Taj 多事
Taj 多事
2010
今日は,昼にまたもやMさんに車をお借りして,Sundar NagarのMital Teasに紅茶の買い出しに出かけた。昨年家族が来た時に,ここの店主とは知り合いになったのだが,残念がら今日は不在だった。Mさんは,この夏ダージリンに調査に出かけているので紅茶について見識がある。知恵をお借りしたが,そもそも興味が湧かないないものは右の耳から左の耳に抜けていくという小生の便利な癖が発揮され,結局店員が土産にはこれがよいというものをまとめ買い。インド料理用のスパイスのセットも2セット買い,こちらは今から何を料理しようかと楽しみである。
Mさんのリクエストで1933年に建設され大英帝国の植民地時代の面影を残すホテル・インペリアルでランチをする。

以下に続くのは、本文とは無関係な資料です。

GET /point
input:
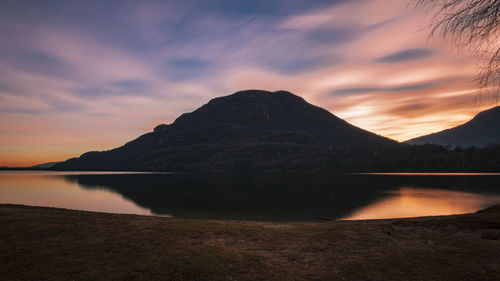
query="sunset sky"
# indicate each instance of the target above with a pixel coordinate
(91, 75)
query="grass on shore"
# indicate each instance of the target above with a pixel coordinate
(39, 243)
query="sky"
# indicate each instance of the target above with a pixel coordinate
(89, 75)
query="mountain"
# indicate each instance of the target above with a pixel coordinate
(250, 129)
(482, 130)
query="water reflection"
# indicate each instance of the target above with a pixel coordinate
(276, 197)
(414, 202)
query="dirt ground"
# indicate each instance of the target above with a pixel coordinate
(55, 244)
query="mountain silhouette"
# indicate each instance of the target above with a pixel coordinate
(251, 129)
(481, 131)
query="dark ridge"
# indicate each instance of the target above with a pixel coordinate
(481, 131)
(250, 129)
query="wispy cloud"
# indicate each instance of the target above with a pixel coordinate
(102, 73)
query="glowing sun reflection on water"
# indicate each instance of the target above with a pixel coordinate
(416, 202)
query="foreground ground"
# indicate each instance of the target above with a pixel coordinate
(56, 244)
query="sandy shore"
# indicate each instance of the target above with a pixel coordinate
(55, 244)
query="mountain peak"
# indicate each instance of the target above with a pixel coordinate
(252, 128)
(480, 131)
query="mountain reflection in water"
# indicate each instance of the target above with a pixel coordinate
(299, 197)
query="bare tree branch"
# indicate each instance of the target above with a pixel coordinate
(471, 24)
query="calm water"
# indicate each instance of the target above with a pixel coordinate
(277, 197)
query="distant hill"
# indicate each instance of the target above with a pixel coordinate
(247, 130)
(482, 130)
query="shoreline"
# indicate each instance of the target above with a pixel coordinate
(61, 244)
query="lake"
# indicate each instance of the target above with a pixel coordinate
(262, 197)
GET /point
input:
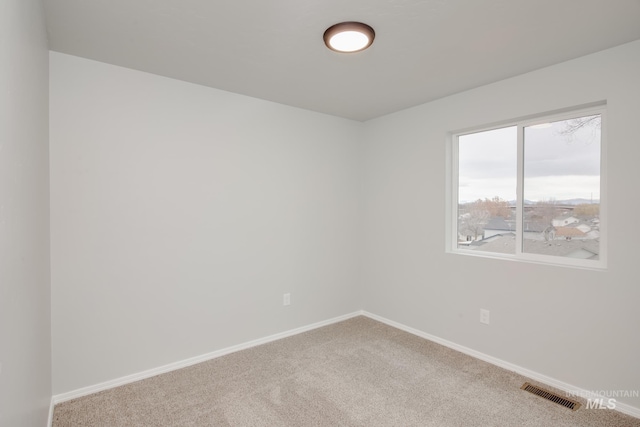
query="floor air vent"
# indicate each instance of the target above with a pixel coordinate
(545, 394)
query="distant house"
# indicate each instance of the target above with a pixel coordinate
(565, 220)
(582, 249)
(497, 225)
(569, 233)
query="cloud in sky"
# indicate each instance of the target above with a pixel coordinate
(557, 166)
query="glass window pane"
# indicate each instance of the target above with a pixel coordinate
(562, 188)
(487, 168)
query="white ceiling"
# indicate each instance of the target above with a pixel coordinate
(273, 49)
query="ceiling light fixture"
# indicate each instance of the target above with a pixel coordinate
(349, 37)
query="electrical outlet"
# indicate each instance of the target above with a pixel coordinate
(484, 316)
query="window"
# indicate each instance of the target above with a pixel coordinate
(531, 190)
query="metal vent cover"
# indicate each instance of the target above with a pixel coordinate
(549, 395)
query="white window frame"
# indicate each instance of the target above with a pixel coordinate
(453, 186)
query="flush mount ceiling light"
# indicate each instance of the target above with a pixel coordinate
(349, 37)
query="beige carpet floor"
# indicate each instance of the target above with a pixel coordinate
(359, 372)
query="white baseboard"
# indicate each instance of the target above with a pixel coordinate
(63, 397)
(621, 407)
(50, 419)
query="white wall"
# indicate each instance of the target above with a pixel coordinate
(25, 328)
(181, 214)
(577, 326)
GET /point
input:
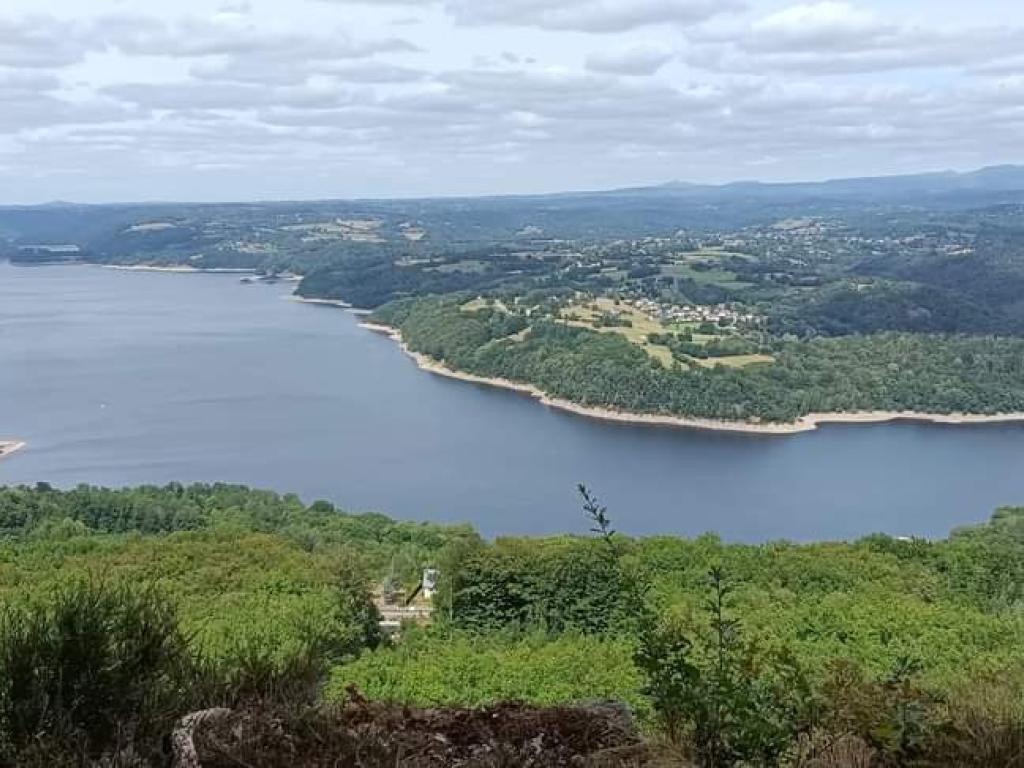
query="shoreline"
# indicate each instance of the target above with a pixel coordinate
(322, 302)
(807, 423)
(179, 269)
(9, 448)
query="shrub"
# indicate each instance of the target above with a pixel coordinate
(90, 669)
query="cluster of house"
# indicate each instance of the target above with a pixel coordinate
(693, 312)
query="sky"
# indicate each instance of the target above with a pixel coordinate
(105, 100)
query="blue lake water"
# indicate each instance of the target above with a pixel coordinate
(122, 378)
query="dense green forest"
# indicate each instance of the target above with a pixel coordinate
(881, 372)
(125, 609)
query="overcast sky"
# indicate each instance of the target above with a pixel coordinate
(246, 99)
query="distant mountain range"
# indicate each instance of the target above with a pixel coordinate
(626, 212)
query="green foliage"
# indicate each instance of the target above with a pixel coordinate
(732, 704)
(883, 372)
(444, 667)
(88, 668)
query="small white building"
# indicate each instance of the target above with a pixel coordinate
(429, 582)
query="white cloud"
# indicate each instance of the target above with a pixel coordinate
(321, 97)
(634, 60)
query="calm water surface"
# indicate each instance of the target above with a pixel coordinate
(123, 378)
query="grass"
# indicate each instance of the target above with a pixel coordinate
(736, 360)
(469, 266)
(721, 278)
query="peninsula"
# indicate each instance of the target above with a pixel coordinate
(8, 448)
(806, 423)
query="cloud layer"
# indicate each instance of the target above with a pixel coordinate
(341, 97)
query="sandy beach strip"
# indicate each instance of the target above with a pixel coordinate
(7, 448)
(324, 302)
(804, 424)
(178, 268)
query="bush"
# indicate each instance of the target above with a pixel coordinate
(89, 670)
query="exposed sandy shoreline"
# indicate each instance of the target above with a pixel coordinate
(7, 448)
(180, 268)
(325, 302)
(805, 424)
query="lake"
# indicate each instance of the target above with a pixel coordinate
(121, 378)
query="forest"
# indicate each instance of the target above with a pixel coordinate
(927, 373)
(124, 610)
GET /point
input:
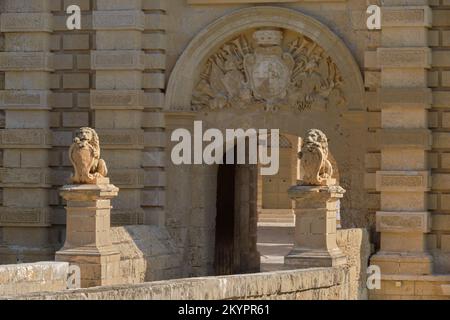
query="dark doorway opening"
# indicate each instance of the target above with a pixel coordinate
(225, 220)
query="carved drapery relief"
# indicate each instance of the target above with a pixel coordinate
(269, 72)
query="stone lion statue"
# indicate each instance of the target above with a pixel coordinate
(85, 157)
(317, 169)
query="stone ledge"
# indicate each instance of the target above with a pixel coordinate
(273, 284)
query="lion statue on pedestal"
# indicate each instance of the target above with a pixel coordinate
(85, 157)
(317, 169)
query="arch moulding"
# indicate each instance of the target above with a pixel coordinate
(184, 75)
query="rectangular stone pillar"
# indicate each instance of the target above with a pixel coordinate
(404, 178)
(315, 227)
(154, 43)
(88, 244)
(26, 139)
(118, 100)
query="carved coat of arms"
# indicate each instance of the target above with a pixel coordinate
(242, 75)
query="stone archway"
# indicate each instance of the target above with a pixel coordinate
(336, 120)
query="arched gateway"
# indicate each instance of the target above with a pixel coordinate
(262, 68)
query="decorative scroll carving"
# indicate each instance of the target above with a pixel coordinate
(85, 157)
(268, 73)
(316, 167)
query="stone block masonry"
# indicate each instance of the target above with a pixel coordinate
(26, 138)
(35, 277)
(312, 284)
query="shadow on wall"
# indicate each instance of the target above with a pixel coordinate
(148, 253)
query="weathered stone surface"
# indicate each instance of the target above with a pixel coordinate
(37, 277)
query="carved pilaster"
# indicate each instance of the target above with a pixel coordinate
(118, 100)
(404, 178)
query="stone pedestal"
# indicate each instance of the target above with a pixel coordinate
(88, 243)
(315, 227)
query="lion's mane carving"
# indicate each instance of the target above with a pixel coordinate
(85, 157)
(317, 169)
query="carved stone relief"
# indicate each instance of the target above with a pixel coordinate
(271, 72)
(85, 157)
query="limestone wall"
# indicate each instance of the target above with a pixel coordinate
(36, 277)
(147, 253)
(312, 284)
(439, 80)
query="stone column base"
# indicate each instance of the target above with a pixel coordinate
(99, 267)
(306, 258)
(88, 243)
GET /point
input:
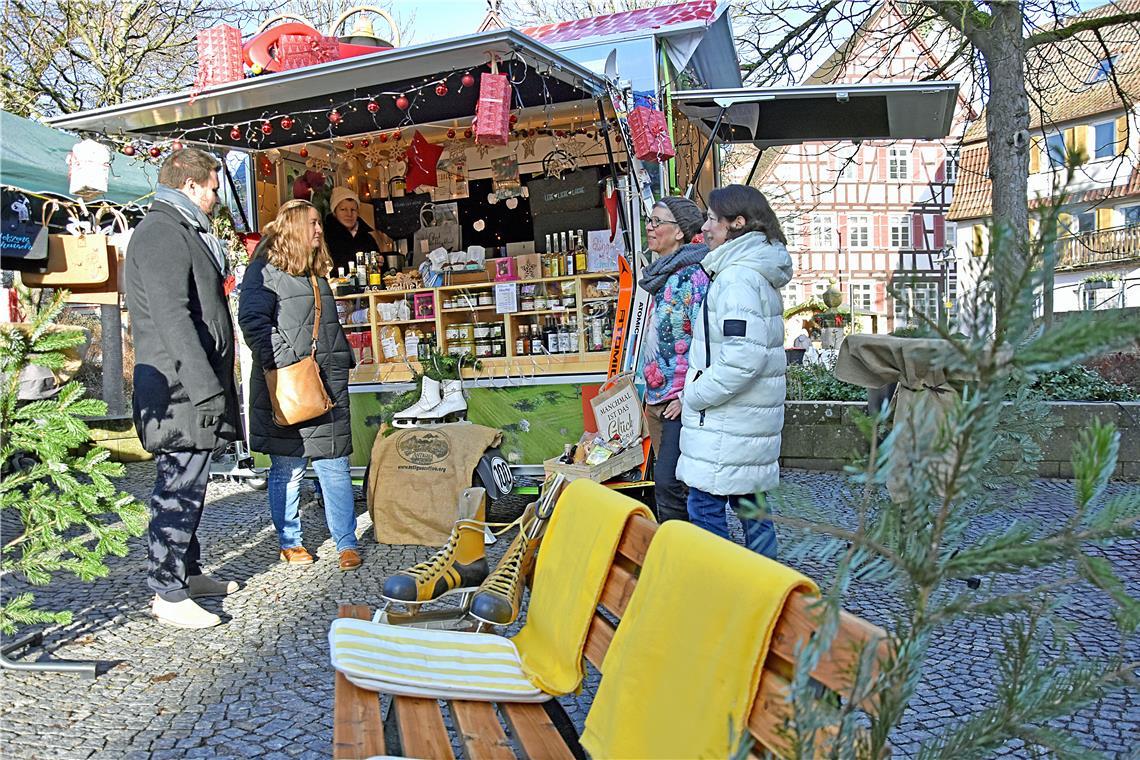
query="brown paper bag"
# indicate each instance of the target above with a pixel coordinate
(73, 260)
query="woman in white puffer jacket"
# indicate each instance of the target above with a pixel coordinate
(733, 400)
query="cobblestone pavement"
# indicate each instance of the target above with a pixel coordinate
(260, 685)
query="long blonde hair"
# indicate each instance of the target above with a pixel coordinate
(288, 247)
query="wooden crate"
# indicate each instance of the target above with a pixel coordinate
(612, 467)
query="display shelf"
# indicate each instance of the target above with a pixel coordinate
(406, 321)
(545, 312)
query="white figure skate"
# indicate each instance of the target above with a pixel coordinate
(438, 405)
(429, 399)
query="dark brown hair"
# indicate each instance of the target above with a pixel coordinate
(733, 201)
(287, 247)
(187, 164)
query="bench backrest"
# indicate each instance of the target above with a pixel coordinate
(771, 709)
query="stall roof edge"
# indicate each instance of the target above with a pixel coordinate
(372, 70)
(787, 115)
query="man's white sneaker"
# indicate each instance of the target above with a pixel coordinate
(206, 586)
(182, 614)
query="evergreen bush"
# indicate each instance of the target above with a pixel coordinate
(56, 487)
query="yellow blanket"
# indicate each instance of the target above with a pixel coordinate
(572, 562)
(685, 662)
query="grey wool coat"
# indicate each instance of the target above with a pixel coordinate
(276, 312)
(182, 334)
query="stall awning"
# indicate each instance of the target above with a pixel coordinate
(33, 158)
(833, 112)
(540, 76)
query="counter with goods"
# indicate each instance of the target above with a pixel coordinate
(542, 326)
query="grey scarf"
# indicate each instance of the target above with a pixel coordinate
(197, 220)
(657, 274)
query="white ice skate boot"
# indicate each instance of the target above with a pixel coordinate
(429, 399)
(452, 408)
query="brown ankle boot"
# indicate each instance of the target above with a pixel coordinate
(350, 560)
(296, 555)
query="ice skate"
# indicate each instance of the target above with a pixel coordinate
(457, 568)
(499, 597)
(452, 408)
(429, 399)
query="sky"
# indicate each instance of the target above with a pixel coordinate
(441, 19)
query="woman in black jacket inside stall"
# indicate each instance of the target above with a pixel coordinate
(344, 231)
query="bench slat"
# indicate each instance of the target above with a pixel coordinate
(837, 664)
(357, 728)
(422, 729)
(480, 730)
(538, 737)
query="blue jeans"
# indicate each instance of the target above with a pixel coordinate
(285, 475)
(707, 511)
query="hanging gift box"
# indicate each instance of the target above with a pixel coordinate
(88, 168)
(650, 133)
(219, 56)
(301, 50)
(493, 112)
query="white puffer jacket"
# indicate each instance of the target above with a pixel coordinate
(733, 405)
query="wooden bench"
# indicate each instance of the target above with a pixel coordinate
(509, 730)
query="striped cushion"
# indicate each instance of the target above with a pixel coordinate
(430, 663)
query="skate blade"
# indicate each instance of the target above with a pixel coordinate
(462, 589)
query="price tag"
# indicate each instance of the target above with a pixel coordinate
(506, 299)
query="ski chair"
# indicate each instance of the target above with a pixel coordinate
(528, 726)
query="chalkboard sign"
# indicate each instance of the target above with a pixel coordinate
(23, 238)
(577, 190)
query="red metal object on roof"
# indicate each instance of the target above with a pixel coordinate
(624, 23)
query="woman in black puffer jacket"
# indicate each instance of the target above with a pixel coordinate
(276, 315)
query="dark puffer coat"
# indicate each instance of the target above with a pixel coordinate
(182, 334)
(276, 313)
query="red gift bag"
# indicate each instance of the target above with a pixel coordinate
(301, 50)
(493, 112)
(219, 56)
(650, 133)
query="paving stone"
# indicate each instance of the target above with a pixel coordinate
(260, 686)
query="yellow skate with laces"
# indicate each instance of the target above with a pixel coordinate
(457, 568)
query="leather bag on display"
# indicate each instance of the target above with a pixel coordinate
(296, 392)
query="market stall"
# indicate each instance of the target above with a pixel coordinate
(497, 246)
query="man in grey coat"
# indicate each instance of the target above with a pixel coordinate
(185, 393)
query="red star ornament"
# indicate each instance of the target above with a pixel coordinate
(422, 158)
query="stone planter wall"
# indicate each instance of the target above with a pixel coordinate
(822, 435)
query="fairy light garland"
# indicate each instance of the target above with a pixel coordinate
(320, 123)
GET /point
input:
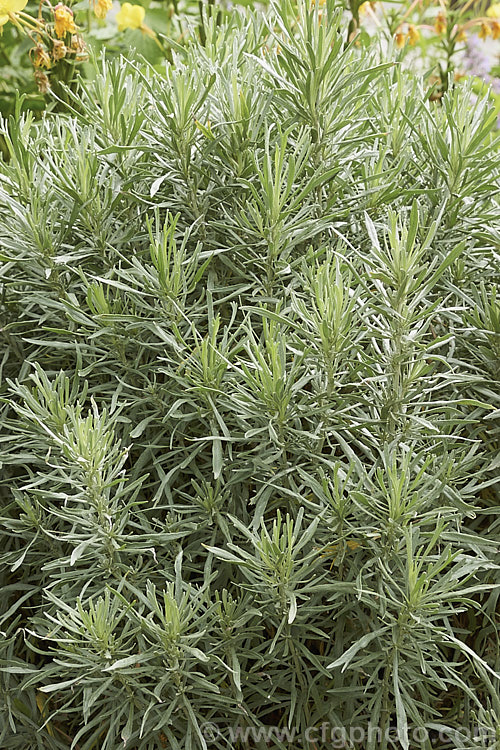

このホテルやタージ・パレスなどは7つ星(公式には5つ星)と呼ばれているそうで,超ウルトラ豪華で格式のあるホテルである。壁にかけてある多くの絵画も植民地時代からの由緒あるものだそうで,酷暑の時期にはここを美術館代わりしてお茶でもするのがよさそうだ。1911というデリーが大英帝国統治下のインドの首都になった年を名前にしたレストランで1900ルピーの1911ビュッフェをいただく。インド料理であるが,さすがにどの料理も上品に仕上がっていて,これならこの値段を払っても,Gulab’s,Juneja’s,Karim’sなどの超庶民的食堂と十分対抗できる。
3時過ぎにTERIに戻る。予想通り,カルティックとアムリータが探していたというので,3Fに行く。カルティックとガウラブは,日本の地球環境戦略機構(IGES)の仕事で明日から小生が日本に戻る21日まで神戸に滞在する。よって彼らとTERIで過ごすのは今日が最後になる。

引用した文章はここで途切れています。